Interpretable Categorization of Heterogeneous Time Series Data
This work addresses the challenge of interpretable modeling for heterogeneous time series data in domains like smart homes and aviation, offering a novel method but with incremental improvements over existing decision tree approaches.
The authors tackled the problem of learning interpretable models for heterogeneous multivariate time series data, proposing grammar-based decision trees (GBDTs) that extend decision trees with a grammar framework to support diverse data types while maintaining interpretability, and applied them to datasets like Australian Sign Language and near mid-air collisions, showing effectiveness in classification and categorization tasks.
Understanding heterogeneous multivariate time series data is important in many applications ranging from smart homes to aviation. Learning models of heterogeneous multivariate time series that are also human-interpretable is challenging and not adequately addressed by the existing literature. We propose grammar-based decision trees (GBDTs) and an algorithm for learning them.
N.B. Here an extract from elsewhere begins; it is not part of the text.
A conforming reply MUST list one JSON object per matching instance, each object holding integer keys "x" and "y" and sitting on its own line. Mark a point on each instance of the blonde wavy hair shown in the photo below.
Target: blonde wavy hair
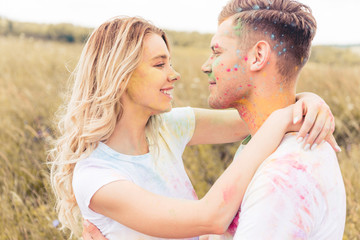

GBDTs extend decision trees with a grammar framework. Logical expressions derived from a context-free grammar are used for branching in place of simple thresholds on attributes. The added expressivity enables support for a wide range of data types while retaining the interpretability of decision trees. In particular, when a grammar based on temporal logic is used, we show that GBDTs can be used for the interpretable classi cation of high-dimensional and heterogeneous time series data. Furthermore, we show how GBDTs can also be used for categorization, which is a combination of clustering and generating interpretable explanations for each cluster. We apply GBDTs to analyze the classic Australian Sign Language dataset as well as data on near mid-air collisions (NMACs). The NMAC data comes from aircraft simulations used in the development of the next-generation Airborne Collision Avoidance System (ACAS X).